Encyclopedia Americana terbitan tahun 1944 menyatakan sebagai berikut: “Menurut para ahli, pada abad-abad permulaan, Natal tidak pernah dirayakan oleh umat Kristen. Pada umumnya, umat Kristen hanya merayakan hari kematian orang-orang terkemuka saja, dan tidak pernah merayakan hari kelahiran orang tersebut ….” (“Perjamuan Suci” yang terdapat dalam Kitab Perjanjian Baru, hanyalah untuk mengenang kematian Yesus Kristus). Perayaan Natal yang dianggap sebagai hari kelahiran Yesus, baru diresmikan pada abad keempat Masehi. Gereja Barat memerintahkan kepada umat Kristen untuk merayakan hari kelahiran Yesus, yang diambil dari hari pesta bangsa Roma yang merayakan hari “Kelahiran Dewa Matahari”, sebab tidak seorang pun yang mengetahui tanggal kelahiran Yesus yang sesungguhnya.

Pada abad pertama sampai abad keempat Masehi, dunia kekristenan dikuasai oleh kekaisaran Romawi yang paganis politheis dan melawan kekristenan. Tetapi kondisi menjadi begitu berbeda ketika Kaisar Konstantin naik takhta menjadi kaisar pada abad ke-4 M, dan kemudian secara resmi mengeluarkan Edict of Milan yang menjamin kebebasan orang-orang Kristen maupun yang lain untuk bebas beribadah sesuai dengan kepercayaan mereka masing-masing. Hal ini mengakibatkan agama Kristen memiliki posisi yang sejajar dengan agama kafir yang berkembang di kota Roma. Namun karena Kaisar Konstantin sendiri menaruh perhatian besar kepada gereja dan kemudian menjadikan agama Kristen menjadi agama negara, maka sejak saat itu banyak rakyat yang berbondong-bondong memeluk agama Kristen. Tetapi mereka juga adalah orang-orang yang sudah terbiasa merayakan festival menyambut kelahiran matahari baru dan sudah begitu mendarah daging. Hal ini mengakibatkan perayaan ini begitu sulit untuk dihapuskan. Perayaan ini adalah pesta pora dengan penuh kemeriahan dan sangat disenangi oleh rakyat. Mereka tidak ingin kehilangan hari penuh kegembiraan seperti itu. Oleh karena itu, meskipun sudah memeluk agama Kristen, mereka tetap melestarikan perayaan tersebut. Jadi, perayaan Natal baru dilakukan setelah Gereja Roma memerintahkan perayaannya pada tanggal 25 Desember setelah abad ke-4. Sehingga tidaklah mengherankan jika golongan agama tertentu mengecam kekristenan mengadopsi perayaan penyembahan berhala yang merupakan kepercayaan kafir.

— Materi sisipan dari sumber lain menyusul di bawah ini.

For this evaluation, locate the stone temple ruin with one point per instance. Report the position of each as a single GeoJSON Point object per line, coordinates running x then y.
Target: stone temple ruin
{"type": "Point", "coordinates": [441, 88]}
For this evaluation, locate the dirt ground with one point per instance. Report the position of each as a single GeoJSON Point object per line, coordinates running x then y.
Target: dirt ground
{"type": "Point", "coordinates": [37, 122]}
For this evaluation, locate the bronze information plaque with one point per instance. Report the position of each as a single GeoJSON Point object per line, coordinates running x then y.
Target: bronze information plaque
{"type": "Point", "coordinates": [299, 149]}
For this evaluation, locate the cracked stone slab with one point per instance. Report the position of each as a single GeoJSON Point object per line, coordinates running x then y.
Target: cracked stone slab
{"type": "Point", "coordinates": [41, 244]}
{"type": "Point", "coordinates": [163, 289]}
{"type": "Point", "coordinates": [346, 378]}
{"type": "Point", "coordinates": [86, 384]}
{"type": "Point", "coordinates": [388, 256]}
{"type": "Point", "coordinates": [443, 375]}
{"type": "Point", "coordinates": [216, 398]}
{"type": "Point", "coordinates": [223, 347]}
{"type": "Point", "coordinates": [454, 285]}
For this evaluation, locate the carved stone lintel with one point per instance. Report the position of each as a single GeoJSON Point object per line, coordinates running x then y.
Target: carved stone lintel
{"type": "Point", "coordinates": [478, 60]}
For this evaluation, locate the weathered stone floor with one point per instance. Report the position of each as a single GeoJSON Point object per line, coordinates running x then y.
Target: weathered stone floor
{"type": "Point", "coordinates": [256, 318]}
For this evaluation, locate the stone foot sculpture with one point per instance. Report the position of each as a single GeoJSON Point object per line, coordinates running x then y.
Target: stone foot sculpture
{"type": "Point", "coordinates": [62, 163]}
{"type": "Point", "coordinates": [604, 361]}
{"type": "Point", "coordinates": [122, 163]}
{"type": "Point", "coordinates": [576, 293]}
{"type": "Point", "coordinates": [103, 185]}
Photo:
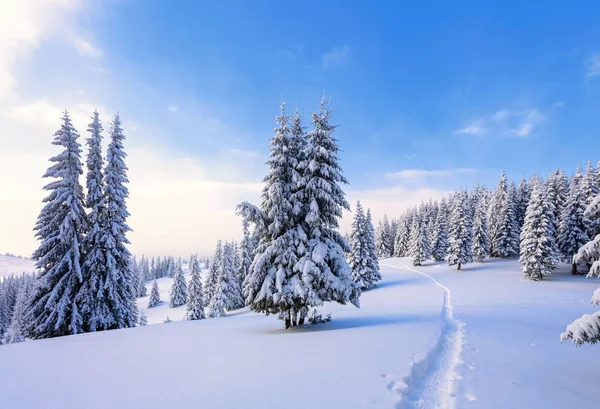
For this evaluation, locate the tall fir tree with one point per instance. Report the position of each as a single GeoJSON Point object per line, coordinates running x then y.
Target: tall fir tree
{"type": "Point", "coordinates": [373, 260]}
{"type": "Point", "coordinates": [402, 240]}
{"type": "Point", "coordinates": [505, 243]}
{"type": "Point", "coordinates": [461, 236]}
{"type": "Point", "coordinates": [178, 294]}
{"type": "Point", "coordinates": [246, 255]}
{"type": "Point", "coordinates": [522, 200]}
{"type": "Point", "coordinates": [94, 265]}
{"type": "Point", "coordinates": [538, 250]}
{"type": "Point", "coordinates": [557, 192]}
{"type": "Point", "coordinates": [300, 262]}
{"type": "Point", "coordinates": [212, 276]}
{"type": "Point", "coordinates": [481, 238]}
{"type": "Point", "coordinates": [439, 244]}
{"type": "Point", "coordinates": [195, 297]}
{"type": "Point", "coordinates": [574, 223]}
{"type": "Point", "coordinates": [60, 228]}
{"type": "Point", "coordinates": [419, 241]}
{"type": "Point", "coordinates": [115, 306]}
{"type": "Point", "coordinates": [154, 296]}
{"type": "Point", "coordinates": [360, 261]}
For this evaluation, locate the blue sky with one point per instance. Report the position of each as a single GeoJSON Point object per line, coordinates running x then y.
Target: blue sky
{"type": "Point", "coordinates": [429, 97]}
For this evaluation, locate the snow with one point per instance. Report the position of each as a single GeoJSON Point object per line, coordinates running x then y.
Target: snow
{"type": "Point", "coordinates": [427, 337]}
{"type": "Point", "coordinates": [15, 265]}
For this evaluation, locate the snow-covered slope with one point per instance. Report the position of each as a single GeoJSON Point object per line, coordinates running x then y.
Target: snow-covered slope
{"type": "Point", "coordinates": [428, 337]}
{"type": "Point", "coordinates": [14, 265]}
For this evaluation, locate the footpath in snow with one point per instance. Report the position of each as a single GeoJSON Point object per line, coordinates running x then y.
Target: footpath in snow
{"type": "Point", "coordinates": [427, 337]}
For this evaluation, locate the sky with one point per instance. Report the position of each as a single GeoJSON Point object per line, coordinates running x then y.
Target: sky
{"type": "Point", "coordinates": [429, 98]}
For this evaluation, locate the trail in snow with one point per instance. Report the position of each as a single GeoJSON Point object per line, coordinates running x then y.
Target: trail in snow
{"type": "Point", "coordinates": [430, 384]}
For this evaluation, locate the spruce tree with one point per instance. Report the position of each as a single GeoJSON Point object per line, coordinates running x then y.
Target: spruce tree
{"type": "Point", "coordinates": [460, 250]}
{"type": "Point", "coordinates": [245, 254]}
{"type": "Point", "coordinates": [557, 192]}
{"type": "Point", "coordinates": [115, 305]}
{"type": "Point", "coordinates": [574, 223]}
{"type": "Point", "coordinates": [419, 243]}
{"type": "Point", "coordinates": [439, 245]}
{"type": "Point", "coordinates": [373, 261]}
{"type": "Point", "coordinates": [212, 276]}
{"type": "Point", "coordinates": [18, 327]}
{"type": "Point", "coordinates": [506, 240]}
{"type": "Point", "coordinates": [402, 240]}
{"type": "Point", "coordinates": [60, 228]}
{"type": "Point", "coordinates": [154, 296]}
{"type": "Point", "coordinates": [178, 294]}
{"type": "Point", "coordinates": [363, 272]}
{"type": "Point", "coordinates": [522, 200]}
{"type": "Point", "coordinates": [94, 265]}
{"type": "Point", "coordinates": [538, 248]}
{"type": "Point", "coordinates": [195, 297]}
{"type": "Point", "coordinates": [143, 320]}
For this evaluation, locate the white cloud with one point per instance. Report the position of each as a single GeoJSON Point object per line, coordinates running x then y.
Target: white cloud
{"type": "Point", "coordinates": [336, 57]}
{"type": "Point", "coordinates": [408, 174]}
{"type": "Point", "coordinates": [23, 24]}
{"type": "Point", "coordinates": [471, 129]}
{"type": "Point", "coordinates": [391, 201]}
{"type": "Point", "coordinates": [86, 48]}
{"type": "Point", "coordinates": [504, 123]}
{"type": "Point", "coordinates": [592, 66]}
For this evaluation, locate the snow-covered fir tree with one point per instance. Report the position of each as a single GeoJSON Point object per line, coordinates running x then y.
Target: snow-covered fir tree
{"type": "Point", "coordinates": [419, 245]}
{"type": "Point", "coordinates": [154, 296]}
{"type": "Point", "coordinates": [178, 294]}
{"type": "Point", "coordinates": [384, 241]}
{"type": "Point", "coordinates": [373, 260]}
{"type": "Point", "coordinates": [212, 276]}
{"type": "Point", "coordinates": [557, 192]}
{"type": "Point", "coordinates": [538, 250]}
{"type": "Point", "coordinates": [460, 250]}
{"type": "Point", "coordinates": [60, 228]}
{"type": "Point", "coordinates": [300, 262]}
{"type": "Point", "coordinates": [522, 200]}
{"type": "Point", "coordinates": [402, 239]}
{"type": "Point", "coordinates": [587, 328]}
{"type": "Point", "coordinates": [439, 237]}
{"type": "Point", "coordinates": [481, 238]}
{"type": "Point", "coordinates": [94, 264]}
{"type": "Point", "coordinates": [574, 224]}
{"type": "Point", "coordinates": [115, 305]}
{"type": "Point", "coordinates": [195, 295]}
{"type": "Point", "coordinates": [505, 242]}
{"type": "Point", "coordinates": [141, 279]}
{"type": "Point", "coordinates": [17, 331]}
{"type": "Point", "coordinates": [143, 319]}
{"type": "Point", "coordinates": [363, 271]}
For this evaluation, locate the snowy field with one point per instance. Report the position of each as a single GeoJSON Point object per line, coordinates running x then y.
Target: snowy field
{"type": "Point", "coordinates": [14, 265]}
{"type": "Point", "coordinates": [427, 337]}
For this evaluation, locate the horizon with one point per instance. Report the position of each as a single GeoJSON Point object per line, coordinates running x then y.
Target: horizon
{"type": "Point", "coordinates": [410, 101]}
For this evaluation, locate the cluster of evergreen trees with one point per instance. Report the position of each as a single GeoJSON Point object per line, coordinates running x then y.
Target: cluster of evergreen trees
{"type": "Point", "coordinates": [299, 262]}
{"type": "Point", "coordinates": [543, 222]}
{"type": "Point", "coordinates": [14, 298]}
{"type": "Point", "coordinates": [84, 281]}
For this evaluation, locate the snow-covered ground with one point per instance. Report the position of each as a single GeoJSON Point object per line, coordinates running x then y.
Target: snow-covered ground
{"type": "Point", "coordinates": [14, 265]}
{"type": "Point", "coordinates": [427, 337]}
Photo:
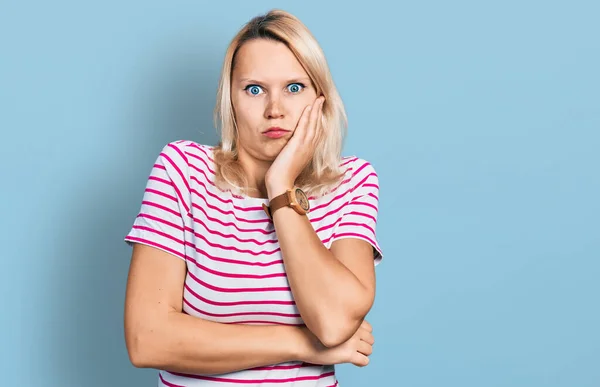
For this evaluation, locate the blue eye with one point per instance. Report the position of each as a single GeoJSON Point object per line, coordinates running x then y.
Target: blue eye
{"type": "Point", "coordinates": [253, 89]}
{"type": "Point", "coordinates": [295, 87]}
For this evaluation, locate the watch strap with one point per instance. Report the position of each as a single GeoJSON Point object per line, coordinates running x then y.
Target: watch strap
{"type": "Point", "coordinates": [276, 203]}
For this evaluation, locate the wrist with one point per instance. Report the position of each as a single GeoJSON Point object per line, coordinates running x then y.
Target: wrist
{"type": "Point", "coordinates": [276, 189]}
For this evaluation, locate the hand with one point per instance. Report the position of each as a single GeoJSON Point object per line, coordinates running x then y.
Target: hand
{"type": "Point", "coordinates": [298, 152]}
{"type": "Point", "coordinates": [356, 350]}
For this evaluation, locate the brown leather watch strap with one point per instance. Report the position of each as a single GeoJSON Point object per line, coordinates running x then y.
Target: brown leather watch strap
{"type": "Point", "coordinates": [279, 201]}
{"type": "Point", "coordinates": [276, 203]}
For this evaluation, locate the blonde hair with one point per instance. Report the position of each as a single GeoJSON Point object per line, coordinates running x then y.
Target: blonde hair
{"type": "Point", "coordinates": [324, 170]}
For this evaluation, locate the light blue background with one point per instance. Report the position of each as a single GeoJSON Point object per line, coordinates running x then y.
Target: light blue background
{"type": "Point", "coordinates": [483, 123]}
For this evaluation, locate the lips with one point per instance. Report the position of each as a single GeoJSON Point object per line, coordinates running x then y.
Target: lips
{"type": "Point", "coordinates": [275, 129]}
{"type": "Point", "coordinates": [275, 132]}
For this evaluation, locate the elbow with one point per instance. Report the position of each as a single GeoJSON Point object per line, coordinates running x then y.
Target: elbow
{"type": "Point", "coordinates": [136, 351]}
{"type": "Point", "coordinates": [337, 328]}
{"type": "Point", "coordinates": [337, 332]}
{"type": "Point", "coordinates": [142, 349]}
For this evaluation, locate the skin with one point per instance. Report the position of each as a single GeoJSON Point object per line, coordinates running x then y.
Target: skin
{"type": "Point", "coordinates": [157, 332]}
{"type": "Point", "coordinates": [265, 94]}
{"type": "Point", "coordinates": [267, 91]}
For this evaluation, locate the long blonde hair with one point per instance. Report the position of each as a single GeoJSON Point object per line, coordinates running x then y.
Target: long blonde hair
{"type": "Point", "coordinates": [324, 170]}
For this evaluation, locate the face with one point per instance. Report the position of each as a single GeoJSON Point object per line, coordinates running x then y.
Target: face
{"type": "Point", "coordinates": [269, 88]}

Inilah sekilas kisah bagaimana Natal mulai dirayakan oleh gereja di abad ke-4 atau ke-5. Bagi kita yang sudah terbiasa merayakan Natal pada tanggal ini, apa yang melatarbelakangi kita merayakannya? Kebiasaan atau tradisi? Kita sudah terlalu terbiasa melakukan hal-hal yang sudah menjadi tradisi dengan mengatakan, “Yah… dari dulunya juga sudah begini… apa salahnya?” Kita memang sering kali terjebak melakukan sesuatu yang tidak kita pikirkan kebenarannya. Jadi, apakah Natal itu bagi kita?

Iman Sejati

Jika kita amati lebih jauh, gereja di sepanjang beberapa abad terakhir ini seakan-akan sudah terbius dengan kehampaan pesta Natal macam ini. Bahkan membuat kita seolah-olah tidak berbeda dengan masyarakat Roma saat itu yang menjadi beragama Kristen, tetapi tidak mau meninggalkan tradisi yang sudah melekat pada sumsum dan tulang jiwa mereka. Mereka malas untuk berpikir ulang tentang kebiasaan mereka. Mereka sudah terlalu nyaman dengan tradisi tersebut. Padahal jika kita sungguh-sungguh ingin menjadi orang Kristen sejati, baiklah kita kembalikan seluruh hidup kita kepada dasar iman yang sejati. Tetapi apakah itu iman yang sejati? Katekismus Heidelberg menjawab, “Iman yang sejati adalah keyakinan atau pengetahuan yang pasti yang membuat aku mengakui sebagai kebenaran segala sesuatu yang dinyatakan Allah kepada kita di dalam Firman-Nya, dan juga kepercayaan yang teguh, yang dikerjakan dalam hatiku oleh Roh Kudus, melalui Injil.”

Pengakuan Iman Rasuli

Kepercayaan yang teguh akan kebenaran firman Tuhan oleh gereja sepanjang masa dituangkan kemudian dalam suatu Pengakuan Iman atau Kredo. Kredo terpenting dari gereja di abad mula-mula termasuk Pengakuan Iman Rasuli.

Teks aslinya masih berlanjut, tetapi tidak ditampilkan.